Но за мысом Поворотным радар заработал надежно. Двое суток вместо двух с половиной шли по спокойной воде к месту работы экспедиции — сначала на юг, затем — на норд-норд-вест, вдоль западного побережья. Здесь траулеры — семнадцать вымпелов — расползлись по всей акватории промыслового района, перекликались тусклыми тоскливыми радиоголосами — рыбы не было. Неделю висел над районом разведчик — Ли-2. Он наводил на косячок, центнеров в сорок — пятьдесят. Крохи. Крохи и слезы. Хоть бы шторм. Но даже шторма не выпало, на долю «Памяти Крыма» — барахтались, постукивая дизелями, — словно в вате. Гоняли домино в кают-компании — даже рундуки полопались, по третьему кругу шли разговоры.

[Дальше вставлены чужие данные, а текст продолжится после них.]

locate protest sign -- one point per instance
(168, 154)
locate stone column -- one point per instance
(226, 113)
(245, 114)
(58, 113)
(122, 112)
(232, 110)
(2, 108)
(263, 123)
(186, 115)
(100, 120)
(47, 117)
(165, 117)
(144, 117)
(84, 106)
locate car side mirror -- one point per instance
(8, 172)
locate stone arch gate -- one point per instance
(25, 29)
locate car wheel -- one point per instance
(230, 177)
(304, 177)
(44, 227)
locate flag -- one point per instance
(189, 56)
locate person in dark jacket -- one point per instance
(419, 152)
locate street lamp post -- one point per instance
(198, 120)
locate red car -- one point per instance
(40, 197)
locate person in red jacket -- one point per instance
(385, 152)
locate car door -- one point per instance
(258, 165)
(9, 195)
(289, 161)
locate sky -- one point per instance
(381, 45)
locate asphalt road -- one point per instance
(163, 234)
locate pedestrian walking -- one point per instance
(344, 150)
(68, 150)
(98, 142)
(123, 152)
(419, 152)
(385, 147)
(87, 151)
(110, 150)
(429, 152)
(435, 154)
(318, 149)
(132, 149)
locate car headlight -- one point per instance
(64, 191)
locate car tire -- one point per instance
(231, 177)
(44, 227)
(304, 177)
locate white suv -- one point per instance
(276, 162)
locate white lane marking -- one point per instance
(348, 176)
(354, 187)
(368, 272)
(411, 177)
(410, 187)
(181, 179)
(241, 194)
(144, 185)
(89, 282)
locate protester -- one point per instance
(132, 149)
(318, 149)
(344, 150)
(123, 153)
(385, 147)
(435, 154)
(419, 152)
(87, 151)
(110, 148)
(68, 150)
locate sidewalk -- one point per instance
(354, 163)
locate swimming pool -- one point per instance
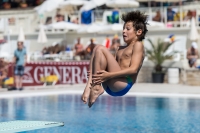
(109, 115)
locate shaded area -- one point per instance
(109, 114)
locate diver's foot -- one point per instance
(95, 92)
(86, 94)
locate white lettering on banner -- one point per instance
(36, 73)
(55, 71)
(84, 74)
(47, 70)
(76, 74)
(65, 74)
(27, 78)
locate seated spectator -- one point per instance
(115, 45)
(56, 49)
(89, 49)
(75, 21)
(178, 15)
(193, 55)
(60, 18)
(3, 71)
(44, 51)
(170, 15)
(188, 16)
(114, 18)
(157, 17)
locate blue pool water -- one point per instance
(108, 115)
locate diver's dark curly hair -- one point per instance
(139, 20)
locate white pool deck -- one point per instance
(139, 89)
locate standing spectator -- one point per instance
(3, 71)
(78, 48)
(192, 55)
(90, 49)
(20, 62)
(157, 17)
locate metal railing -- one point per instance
(30, 20)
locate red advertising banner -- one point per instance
(67, 72)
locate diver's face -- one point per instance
(19, 45)
(128, 32)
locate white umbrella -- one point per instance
(48, 6)
(169, 0)
(193, 34)
(63, 25)
(154, 24)
(113, 28)
(70, 5)
(93, 28)
(92, 4)
(21, 36)
(42, 38)
(122, 3)
(73, 3)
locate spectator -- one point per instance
(115, 45)
(44, 51)
(107, 42)
(170, 15)
(90, 49)
(3, 71)
(192, 55)
(188, 16)
(20, 62)
(157, 17)
(56, 49)
(79, 48)
(60, 18)
(75, 21)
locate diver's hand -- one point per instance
(100, 77)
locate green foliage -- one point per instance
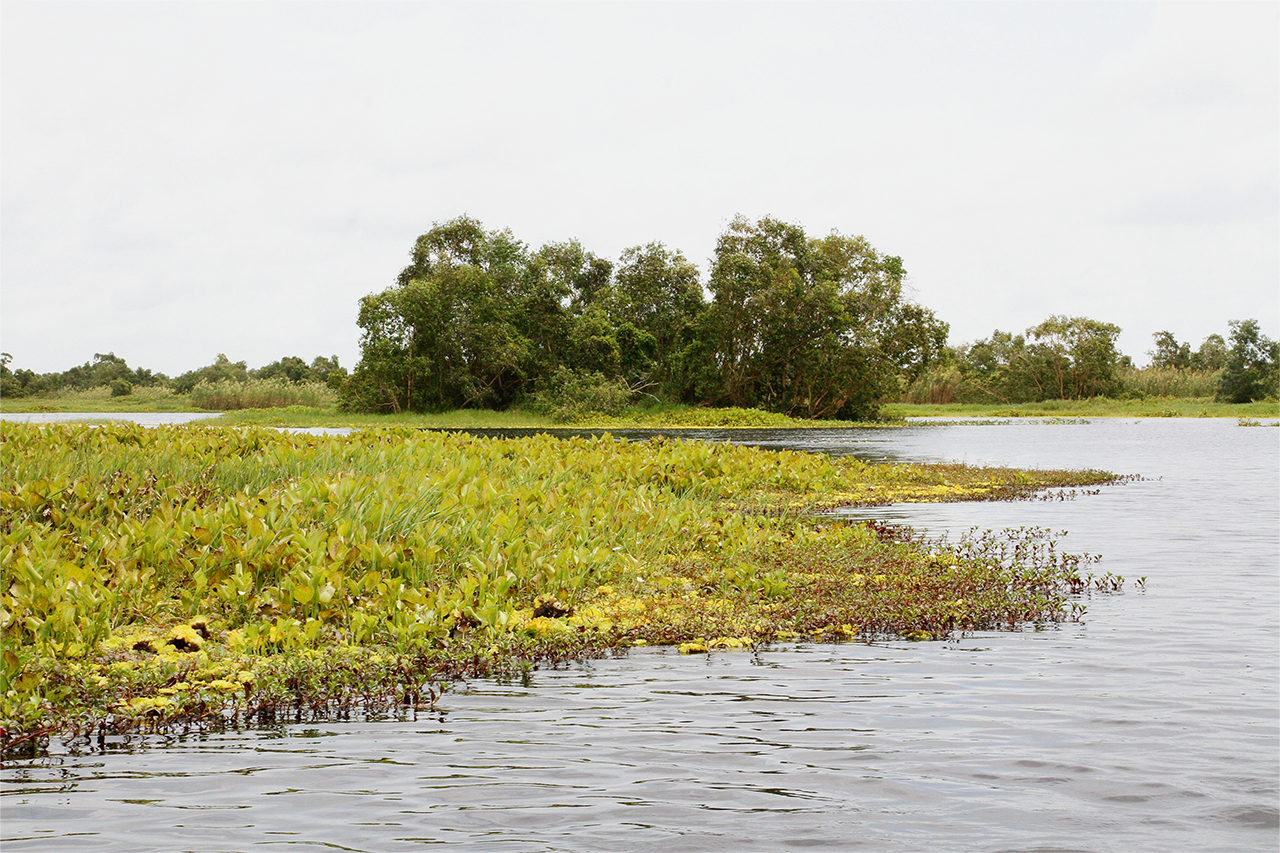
(9, 384)
(184, 575)
(223, 369)
(1060, 359)
(1169, 354)
(297, 370)
(103, 372)
(1252, 369)
(574, 395)
(1168, 382)
(816, 328)
(261, 393)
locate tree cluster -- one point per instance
(808, 327)
(1064, 357)
(1248, 360)
(112, 372)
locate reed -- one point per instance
(261, 393)
(1170, 382)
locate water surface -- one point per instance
(1153, 725)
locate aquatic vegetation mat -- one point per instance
(188, 576)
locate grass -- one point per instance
(269, 404)
(1097, 407)
(638, 418)
(188, 576)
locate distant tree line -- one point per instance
(1077, 357)
(814, 327)
(109, 370)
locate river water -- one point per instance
(1153, 725)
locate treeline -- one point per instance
(813, 327)
(109, 370)
(1077, 357)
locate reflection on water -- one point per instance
(1151, 726)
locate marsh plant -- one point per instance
(174, 576)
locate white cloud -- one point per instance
(184, 179)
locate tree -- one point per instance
(814, 328)
(1077, 357)
(1251, 364)
(1211, 354)
(657, 296)
(1169, 352)
(223, 369)
(452, 331)
(1060, 359)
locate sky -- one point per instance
(184, 179)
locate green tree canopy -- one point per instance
(1252, 364)
(809, 327)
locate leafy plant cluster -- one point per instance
(227, 378)
(184, 575)
(794, 324)
(1077, 359)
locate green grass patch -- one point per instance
(196, 575)
(1097, 407)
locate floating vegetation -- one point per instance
(192, 576)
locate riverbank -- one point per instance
(173, 576)
(1096, 407)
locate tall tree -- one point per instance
(1252, 364)
(814, 328)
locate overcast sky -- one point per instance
(179, 179)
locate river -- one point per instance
(1152, 725)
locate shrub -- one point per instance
(574, 395)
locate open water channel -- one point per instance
(1153, 725)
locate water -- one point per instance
(145, 418)
(1155, 725)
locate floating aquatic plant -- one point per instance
(188, 576)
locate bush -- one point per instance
(940, 384)
(574, 395)
(1168, 382)
(261, 393)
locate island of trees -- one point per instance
(784, 322)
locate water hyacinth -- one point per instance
(172, 576)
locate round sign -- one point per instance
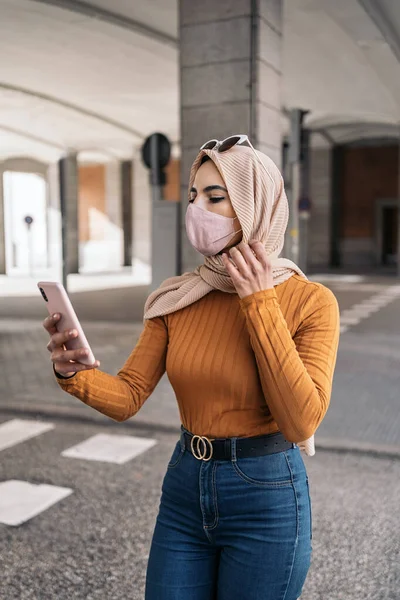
(161, 149)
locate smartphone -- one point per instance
(57, 300)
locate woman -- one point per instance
(249, 345)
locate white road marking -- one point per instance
(105, 447)
(363, 310)
(21, 500)
(18, 430)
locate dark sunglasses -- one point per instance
(234, 140)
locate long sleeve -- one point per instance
(296, 373)
(121, 396)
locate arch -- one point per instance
(95, 12)
(73, 107)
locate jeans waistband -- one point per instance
(204, 448)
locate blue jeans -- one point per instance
(236, 529)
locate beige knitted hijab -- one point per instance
(259, 200)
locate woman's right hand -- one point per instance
(66, 362)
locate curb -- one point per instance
(72, 415)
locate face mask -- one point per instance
(208, 232)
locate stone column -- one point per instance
(68, 174)
(2, 229)
(230, 65)
(127, 210)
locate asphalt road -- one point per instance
(94, 543)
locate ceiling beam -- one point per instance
(377, 15)
(113, 18)
(33, 138)
(73, 107)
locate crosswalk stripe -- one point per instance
(363, 310)
(21, 500)
(110, 448)
(19, 430)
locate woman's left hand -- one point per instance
(249, 272)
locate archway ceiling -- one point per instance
(76, 76)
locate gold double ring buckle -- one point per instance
(196, 452)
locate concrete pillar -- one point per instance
(230, 61)
(319, 239)
(127, 210)
(337, 169)
(68, 177)
(2, 229)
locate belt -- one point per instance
(204, 448)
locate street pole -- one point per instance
(398, 203)
(304, 199)
(293, 183)
(156, 152)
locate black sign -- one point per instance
(304, 204)
(156, 152)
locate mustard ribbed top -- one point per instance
(239, 367)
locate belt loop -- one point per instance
(233, 449)
(182, 438)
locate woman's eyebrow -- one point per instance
(210, 188)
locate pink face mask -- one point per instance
(208, 232)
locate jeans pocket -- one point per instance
(176, 456)
(270, 470)
(309, 501)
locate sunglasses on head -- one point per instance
(227, 143)
(234, 140)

Феликс стоял на мостике весь световой день, показывая свой медальный смуглый профиль и кособоча плечо. По истечении недели бесплодного мотания «туда-сюда», он заперся с радистом в радиорубке, вышел на связь с портофлотом, к утру дали добро на самостоятельный поиск. Это надо было видеть — как он появился на мостике. Лицо — словно полная чаша и такое, точно боится расплескать его, и это надо было видеть, как вошел он в рубку. Поглядел на часы. Помолчал и сказал в кромешной тишине Коршаку — это было в его вахту:
— А ну-ка, не пощупать ли «по те стороны реки»? Право на борт, курс ноль, машина, полный до упора…
И набрели на рыбу. А когда за обедом ревизор ковырнул вилкой жареную рыбу, то вдруг принюхался! «Хлопцы, родным домом потянуло — керосинчик!»
— Кока сюда!
За бортом сверкала радуга разлившегося топлива. И очередной трал слил на палубу лохмотья соляра, зачерпнутого из-за борта. Рыбу из этого улова нельзя было есть — она воняла соляркой.
— Ну, дед, сам скажи, что мне с тобой делать? Команде отдать? — спросил Феликс. — Только-только на жилу напали… А, дед?